Parler fort, répéter lentement

Olivier MAULINI
Université de Genève
Faculté de psychologie et des sciences de l'éducation

28 novembre 2003

Texte paru dans l'Educateur (n°12), rubrique Sacré Charlemagne (L'école, idée folle ?).


 

" Je n’ai jamais vu un éducateur changer de méthode, disait Gaston Bachelard. Un éducateur n’a pas le sens de l’échec précisément parce qu’il se croit un maître. Qui enseigne commande. " La sentence est sévère. Mais le danger : est-il anachronique ?

Marion et Sidonie ont treize ans. A la ville, elles sont voisines de palier. A l’école, copines de classe. De bonnes copines, d’ailleurs : attentives et solidaires, toujours prêtes à s’aider. Le soir à la maison, le week-end s’il le faut et même quatre fois par jour sur leurs vélos, elles révisent l’algèbre, la géographie ou le latin pour réussir l’épreuve du lendemain. " Division euclidienne ", " produit national brut ", " Saint Empire romain germanique ", " quod erat demonstrandum ", " durch-für-gegen-ohne-um " : il y a beaucoup à apprendre pour suivre le programme. Il ne faut pas se laisser aller, ne rien négliger. Si l’on n’a pas compris, il faut demander au professeur. Et quand cela ne suffit pas, s’aider soi-même ou trouver un répétiteur. Marion et Sidonie combinent les deux méthodes : quand l’une panique, l’autre explique.

Sidonie, par exemple, n’est pas au clair : elle voit bien ce qu’est une fraction, mais elle ne comprend ni pourquoi ni comment " déterminer son dénominateur commun ". Marion fait donc la leçon. D’abord, elle répète : " le prof a dit que pour additionner ou soustraire des fractions, il faut calculer leur dénominateur commun… tu vois, là, il faut prendre les deux nombres et trouver leur plus petit commun multiple… tu as compris ? " " Non ", dit Sidonie. " Mais oui, reprend Marion… le plus petit commun multiple, tu multiplies, quoi… " Sidonie fait de grands yeux. " Tu MULTIPLIES je te dis ! C’est facile, non ? " Décidément, cela ne rentre pas. Marion s’énerve un peu. Mais pour une bonne copine, que ne ferait-elle pas. " Attends, je t’explique encore une fois… écoute bien : là, tu as une fraction… d’accord ? " " Oui, je sais ça… ", soupire Sidonie. " Et ici, tu as le dénominateur… tu es d’accord ? " " Oui, oui ! " " Alors – je vais lentement et tu me dis si ça ne va pas – tu prends ce dénominateur et le dénominateur de l’autre fraction, puis tu cherches le plus petit commun multiple… tu as compris cette fois. " " Mais non, j’y pige rien ! " dit l’élève mal embouchée. Et sa répétitrice de démissionner : " alors là, tu demanderas à tes parents, parce que moi, je n’y arrive pas… "
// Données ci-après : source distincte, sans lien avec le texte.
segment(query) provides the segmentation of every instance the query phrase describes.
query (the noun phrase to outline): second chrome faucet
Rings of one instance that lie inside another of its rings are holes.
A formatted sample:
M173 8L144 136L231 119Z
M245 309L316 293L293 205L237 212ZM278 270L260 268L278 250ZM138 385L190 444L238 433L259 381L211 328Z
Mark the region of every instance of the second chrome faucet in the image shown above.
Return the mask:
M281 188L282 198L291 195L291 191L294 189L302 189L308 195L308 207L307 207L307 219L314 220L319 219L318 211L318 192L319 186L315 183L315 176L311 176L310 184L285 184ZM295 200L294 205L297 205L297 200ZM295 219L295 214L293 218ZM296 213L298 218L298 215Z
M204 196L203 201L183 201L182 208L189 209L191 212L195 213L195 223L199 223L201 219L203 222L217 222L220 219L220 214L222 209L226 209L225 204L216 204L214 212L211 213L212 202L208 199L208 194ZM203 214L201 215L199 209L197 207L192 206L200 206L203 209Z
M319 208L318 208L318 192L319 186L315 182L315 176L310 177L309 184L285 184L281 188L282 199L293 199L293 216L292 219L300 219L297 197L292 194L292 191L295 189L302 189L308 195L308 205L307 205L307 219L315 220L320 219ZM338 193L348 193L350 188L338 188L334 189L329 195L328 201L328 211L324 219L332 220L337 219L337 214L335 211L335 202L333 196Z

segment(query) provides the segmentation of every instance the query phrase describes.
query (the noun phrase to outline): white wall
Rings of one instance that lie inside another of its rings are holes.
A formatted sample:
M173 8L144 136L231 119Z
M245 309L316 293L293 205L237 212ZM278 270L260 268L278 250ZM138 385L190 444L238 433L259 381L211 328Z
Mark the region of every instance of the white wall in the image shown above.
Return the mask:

Marion et Sidonie, cette fois, ont échoué. Parce que l’élève est " en difficulté " ? Ou parce que sa maîtresse d’un jour n’a pas su l’aider ? Les deux, évidemment. Quand Sidonie est " bloquée ", que fait son amie bien intentionnée ? Premièrement, elle répète. Deuxièmement, elle répète une seconde fois. Troisièmement, elle répète plus fort. Et comme la violence ne mène à rien, elle finit par parler doucement et plus lentement. Mais sur le fond, rien n’a changé : c’est toujours la même rengaine qu’entonne la tutrice. Vite ou lentement, fort ou doucement, elle enferme sa copine dans son explication. Bachelard dirait qu’" elle ne comprend pas qu’on ne comprenne pas ". Du coup, elle enseigne, mais l’autre n’apprend pas.
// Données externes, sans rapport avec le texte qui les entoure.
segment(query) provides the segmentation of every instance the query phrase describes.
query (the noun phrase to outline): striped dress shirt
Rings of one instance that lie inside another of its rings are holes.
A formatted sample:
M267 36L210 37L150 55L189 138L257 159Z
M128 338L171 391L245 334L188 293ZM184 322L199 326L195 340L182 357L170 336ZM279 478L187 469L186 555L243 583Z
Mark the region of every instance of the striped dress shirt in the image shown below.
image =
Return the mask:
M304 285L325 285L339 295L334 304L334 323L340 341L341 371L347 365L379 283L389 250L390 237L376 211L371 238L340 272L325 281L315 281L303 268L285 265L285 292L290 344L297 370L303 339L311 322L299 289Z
Bien sûr, Marion n’est pas du métier. Pour faire la leçon, elle n’a pas suivi de formation. Mais justement : qu’est-ce qui sépare l’amateur tenace du véritable enseignant ? La pédagogie, peut-être. Quand un élève ne comprend pas du premier coup, que faut-il faire : répéter la leçon, parler plus fort, expliquer lentement ? Peut-être qu’il faut cesser de s’obstiner et se mettre soi-même (un peu) en question : parler autrement, différemment, voire même se taire et écouter l’enfant. Bachelard exagère : quel professionnel commande aux élèves à la manière de Marion, en restant dans l’impasse à redoubler d’acharnement ? Mais il nous met en garde en même temps : quand l’école doute, le sens de l’échec est mal réparti et des adultes font le choix du repli. Ils crient haro sur les méthodes actives et la pédagogie différenciée. Ils veulent rétablir d’un même geste l’autorité de l’école et le droit au redoublement. Parler fort et répéter lentement comme quintessence de la pédagogie : c’est la méthode d’une enfant de treize ans. C’est peut-être un peu court pour restaurer l’aura des enseignants…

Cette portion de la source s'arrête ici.